Thai government to launch local-language LLM this September
By Si Ying Thian
ThaiLLM will make it easier for government agencies to build local chatbots to enhance the delivery of public services.
Thailand's Big Data Institute (BDI), a public organisation, as well as its academia and industry partners, are building a LLM for the Thai knowledge known as the ThaiLLM. Image: Canva
Last year, researchers at Georgia Tech found that more than half of the health queries asked through English-centric chatbots by non-English speakers were irrelevant or contradictory.
The queries were tested on widely used chatbots like ChatGPT on Spanish, Chinese and Hindi languages, which are world’s most spoken languages after English.
If used in the healthcare sector in a non-English speaking country, this could lead to misdiagnoses and poor care. The findings highlighted an urgent need for large language models (LLMs) to be trained in and optimised for local languages and cultural contexts.
This is why Thailand’s Big Data Institute (BDI) and its partners are building a LLM for the Thai language called the ThaiLLM.
“As a government agency, our job is to provide a basic infrastructure for the rest of society and economy to build their AI initiatives on top of it,” says BDI’s Director, Dr Tiranee Achalakul.
Speaking to GovInsider, Dr Achalakul shares that the first foundation model is expected to launch in September 2025.
Aside from the model, BDI and its partners will also release the corpus, the open-source license, and toolkits to build LLM pipelines.
ThaiLLM has been in the works since last November when BDI released a data repository for the public to deposit and share their data sets that are in the Thai language, she explains.
ThaiLLM’s impact
Dr Achalakul shares that ThaiLLM will make it easier for other government agencies to build chatbots to improve and deliver better services for citizens.
It will also enable Thai startups and small medium-sized enterprises (SMEs) to leverage AI to better serve local consumers.

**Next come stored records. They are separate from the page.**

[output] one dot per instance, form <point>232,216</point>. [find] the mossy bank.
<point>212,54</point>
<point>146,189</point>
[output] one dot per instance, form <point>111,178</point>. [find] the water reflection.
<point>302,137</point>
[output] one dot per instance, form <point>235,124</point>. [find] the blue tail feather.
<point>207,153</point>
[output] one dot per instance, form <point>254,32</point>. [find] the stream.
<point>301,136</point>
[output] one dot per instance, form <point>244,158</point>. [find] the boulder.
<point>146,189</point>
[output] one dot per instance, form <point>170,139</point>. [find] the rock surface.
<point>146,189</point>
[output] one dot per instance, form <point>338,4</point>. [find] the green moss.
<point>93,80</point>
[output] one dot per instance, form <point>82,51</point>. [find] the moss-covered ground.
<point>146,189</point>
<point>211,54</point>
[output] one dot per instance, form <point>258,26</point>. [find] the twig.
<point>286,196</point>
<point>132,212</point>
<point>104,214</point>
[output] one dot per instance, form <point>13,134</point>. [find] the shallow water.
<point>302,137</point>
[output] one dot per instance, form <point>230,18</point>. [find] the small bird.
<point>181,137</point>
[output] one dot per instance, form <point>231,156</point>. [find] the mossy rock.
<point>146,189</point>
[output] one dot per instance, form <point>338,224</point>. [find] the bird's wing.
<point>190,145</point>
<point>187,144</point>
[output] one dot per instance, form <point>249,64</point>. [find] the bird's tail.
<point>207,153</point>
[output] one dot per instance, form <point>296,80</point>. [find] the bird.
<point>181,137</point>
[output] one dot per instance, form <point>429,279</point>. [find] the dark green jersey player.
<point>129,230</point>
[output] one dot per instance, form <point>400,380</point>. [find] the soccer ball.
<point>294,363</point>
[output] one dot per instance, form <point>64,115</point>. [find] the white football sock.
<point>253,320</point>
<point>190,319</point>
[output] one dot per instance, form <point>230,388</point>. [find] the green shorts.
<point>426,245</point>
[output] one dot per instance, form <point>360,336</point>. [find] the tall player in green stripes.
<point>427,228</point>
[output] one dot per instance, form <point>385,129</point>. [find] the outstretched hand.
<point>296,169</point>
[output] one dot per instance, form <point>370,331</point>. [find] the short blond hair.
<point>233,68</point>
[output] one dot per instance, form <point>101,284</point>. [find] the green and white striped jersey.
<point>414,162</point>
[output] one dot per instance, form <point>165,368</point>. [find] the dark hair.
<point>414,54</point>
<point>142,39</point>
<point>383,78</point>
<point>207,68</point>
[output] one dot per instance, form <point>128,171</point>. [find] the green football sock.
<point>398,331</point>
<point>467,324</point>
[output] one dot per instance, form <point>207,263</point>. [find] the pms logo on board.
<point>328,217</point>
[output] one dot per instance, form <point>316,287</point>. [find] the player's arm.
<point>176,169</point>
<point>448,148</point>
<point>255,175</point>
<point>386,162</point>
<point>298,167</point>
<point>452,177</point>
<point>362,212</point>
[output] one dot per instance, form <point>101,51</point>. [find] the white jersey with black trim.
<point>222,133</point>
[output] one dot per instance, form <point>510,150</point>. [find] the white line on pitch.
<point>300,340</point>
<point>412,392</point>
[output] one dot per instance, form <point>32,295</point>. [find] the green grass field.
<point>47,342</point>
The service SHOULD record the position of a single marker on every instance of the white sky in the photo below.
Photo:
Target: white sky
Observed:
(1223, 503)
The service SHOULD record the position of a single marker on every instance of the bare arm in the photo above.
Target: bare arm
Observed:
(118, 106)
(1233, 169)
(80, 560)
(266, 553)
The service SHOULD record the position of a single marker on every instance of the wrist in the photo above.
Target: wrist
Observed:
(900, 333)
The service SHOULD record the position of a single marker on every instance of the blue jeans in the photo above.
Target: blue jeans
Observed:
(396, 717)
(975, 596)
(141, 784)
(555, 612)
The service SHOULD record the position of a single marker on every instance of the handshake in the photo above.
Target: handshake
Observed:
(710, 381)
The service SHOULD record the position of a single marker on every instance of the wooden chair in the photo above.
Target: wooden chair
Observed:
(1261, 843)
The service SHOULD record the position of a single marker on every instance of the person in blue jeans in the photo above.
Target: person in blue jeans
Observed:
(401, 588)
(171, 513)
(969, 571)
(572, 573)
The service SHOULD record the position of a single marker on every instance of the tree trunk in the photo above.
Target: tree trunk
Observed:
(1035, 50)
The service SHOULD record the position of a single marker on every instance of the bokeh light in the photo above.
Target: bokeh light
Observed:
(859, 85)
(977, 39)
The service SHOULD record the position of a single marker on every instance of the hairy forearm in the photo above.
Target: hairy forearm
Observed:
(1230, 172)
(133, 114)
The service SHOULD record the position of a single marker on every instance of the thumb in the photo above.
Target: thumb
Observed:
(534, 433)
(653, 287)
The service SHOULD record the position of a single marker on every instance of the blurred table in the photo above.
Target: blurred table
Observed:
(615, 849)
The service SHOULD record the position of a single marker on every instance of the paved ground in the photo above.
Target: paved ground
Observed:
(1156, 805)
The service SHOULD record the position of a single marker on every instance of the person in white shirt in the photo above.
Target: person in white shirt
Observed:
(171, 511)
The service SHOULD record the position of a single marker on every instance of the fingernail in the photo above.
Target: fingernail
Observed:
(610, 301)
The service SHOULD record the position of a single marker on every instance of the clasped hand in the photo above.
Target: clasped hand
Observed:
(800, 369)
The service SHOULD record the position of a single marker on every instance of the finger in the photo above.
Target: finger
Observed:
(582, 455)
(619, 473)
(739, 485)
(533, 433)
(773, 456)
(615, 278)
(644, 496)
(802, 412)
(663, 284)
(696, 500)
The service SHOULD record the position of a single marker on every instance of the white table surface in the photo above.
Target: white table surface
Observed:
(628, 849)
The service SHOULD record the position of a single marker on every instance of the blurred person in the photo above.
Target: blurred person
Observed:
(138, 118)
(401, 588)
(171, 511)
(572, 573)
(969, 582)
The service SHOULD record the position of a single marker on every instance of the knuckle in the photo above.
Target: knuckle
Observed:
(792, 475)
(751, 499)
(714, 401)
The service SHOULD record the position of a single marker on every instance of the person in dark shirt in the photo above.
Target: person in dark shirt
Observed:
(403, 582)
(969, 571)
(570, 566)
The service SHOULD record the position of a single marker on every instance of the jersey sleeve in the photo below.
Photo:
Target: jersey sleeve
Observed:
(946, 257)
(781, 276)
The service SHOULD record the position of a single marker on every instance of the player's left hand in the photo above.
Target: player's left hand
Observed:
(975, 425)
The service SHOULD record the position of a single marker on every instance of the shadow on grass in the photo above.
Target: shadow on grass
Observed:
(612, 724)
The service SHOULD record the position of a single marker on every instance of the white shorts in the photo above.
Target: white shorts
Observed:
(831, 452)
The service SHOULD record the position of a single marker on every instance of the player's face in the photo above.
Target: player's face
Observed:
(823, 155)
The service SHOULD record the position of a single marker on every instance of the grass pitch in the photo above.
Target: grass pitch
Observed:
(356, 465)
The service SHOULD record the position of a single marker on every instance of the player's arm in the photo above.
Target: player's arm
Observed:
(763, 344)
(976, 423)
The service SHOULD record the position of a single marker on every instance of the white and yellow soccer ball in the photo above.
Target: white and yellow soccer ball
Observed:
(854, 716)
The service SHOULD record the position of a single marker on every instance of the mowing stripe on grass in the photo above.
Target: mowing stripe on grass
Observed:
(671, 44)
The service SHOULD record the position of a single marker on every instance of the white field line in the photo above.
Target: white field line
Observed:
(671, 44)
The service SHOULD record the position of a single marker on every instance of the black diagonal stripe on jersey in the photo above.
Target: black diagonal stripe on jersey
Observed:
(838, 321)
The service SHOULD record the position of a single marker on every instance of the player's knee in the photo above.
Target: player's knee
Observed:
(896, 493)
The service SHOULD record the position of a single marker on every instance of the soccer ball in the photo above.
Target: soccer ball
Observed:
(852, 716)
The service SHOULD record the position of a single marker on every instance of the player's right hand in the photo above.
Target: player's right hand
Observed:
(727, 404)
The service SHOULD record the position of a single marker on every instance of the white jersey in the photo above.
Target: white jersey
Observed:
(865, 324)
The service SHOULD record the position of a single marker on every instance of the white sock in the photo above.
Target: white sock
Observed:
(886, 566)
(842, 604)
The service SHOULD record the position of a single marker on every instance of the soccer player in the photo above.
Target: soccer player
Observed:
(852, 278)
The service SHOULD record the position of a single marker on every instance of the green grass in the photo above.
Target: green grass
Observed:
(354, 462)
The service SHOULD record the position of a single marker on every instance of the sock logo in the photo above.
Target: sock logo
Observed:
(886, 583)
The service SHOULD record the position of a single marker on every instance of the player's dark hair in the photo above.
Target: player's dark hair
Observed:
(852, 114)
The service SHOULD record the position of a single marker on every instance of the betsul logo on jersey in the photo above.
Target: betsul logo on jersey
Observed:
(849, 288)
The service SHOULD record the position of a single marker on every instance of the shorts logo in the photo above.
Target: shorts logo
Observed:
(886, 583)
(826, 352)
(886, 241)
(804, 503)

According to Bangkok Post, the initial phase of this release will also focus on building specialised foundation models tailored to healthcare and environmental sectors.
As most chatbot development focuses on fine-tuning LLMs for specific uses, she highlights the government’s key role in developing a Thai foundation language model to support this fine-tuning process for different sectors.
Currently, there are already several Thai-language models launched by private companies. Hence, BDI and its partners are integrating private and public sector data into a corpus, which refers to a collection of data to train the LLM.
“We are not starting from scratch in terms of gathering the text [to train ThaiLLM] as the private sector in Thailand is already doing it.
“For the model itself, there are many open-source models out there. So, we just need to have the budget to buy and rent enough GPU power to train this model,” she explains.
To subscribe to the GovInsider bulletin click here.
Multistakeholder collaboration the ‘right way for Thailand’
ThaiLLM is a multistakeholder collaboration as it is necessary to sustain an AI community even when the government steps out of the picture, says Dr Achalakul.
There are currently seven teams involved in creating ThaiLLM, including two government agencies which are BDI and National Electronics and Computer Technology Center (NECTEC), three universities which are Vidyasirimedhi Institute of Science and Technology (VISTEC), Mahidol University and Chulalongkorn University, as well as the remaining two AI-related industry associations.
BDI has been tasked to integrate industry, academia and government data into a corpus, which refers to a collection of data used to train the LLM.
Discussions are underway to create a consortium that will be managed by a private sector partner.
To sustain an open-source model, the consortium will be able to provide engineering expertise to maintain the model and ensure the longevity of related programmes, she adds.
“Making these collaborations solid and sustained is one thing we are trying hard to design and it’s the right way to do that in Thailand,” she explains.
Moving forward, BDI also has plans to collaborate with ASEAN’s first LLM developed by AI Singapore.
Thai language newspaper, MGR Online, reported last September that the budget for ThaiLLM was cut by 20 per cent to approximately 90 million baht (S$3.6 million), and the work plan was adjusted to focusing on hiring outside to process the data needed to train the model.
National big data platform
BDI is also tackling the problem of siloed data in the government through the national big data platform that is set to launch this year as well.
The platform will leverage four existing sector specific platforms, namely the Health Link, Environment Link (Envi Link), Travel Link and the Smart Data Analytics platforms.
“[The platform] is decentralised, meaning that we don’t put all the data into one bucket. We just build links to connect them. The platform is more for analytics,” she explains.
As there is not one single law for the government for data sharing across agencies, she shares that
BDI is currently working with the Ministry of Digital Economy and Society (DES) to draft a Data Sharing Act to smoothen this process.
Citizen data privacy and security concerns would be important to consider in the platform, compared to ThaiLLM which focuses on training with Thai text, she notes.
At the recent ASEAN Digital Ministers' Meeting in mid-January, the Expanded ASEAN Guide on AI Governance and Ethics - Generative AI was released.
The expanded guide recommends a range of policy actions that ASEAN states can take in fostering responsible AI adoption. ThaiLLM is among the few use cases that have taken steps to implement practices aligned with AI governance and ethics.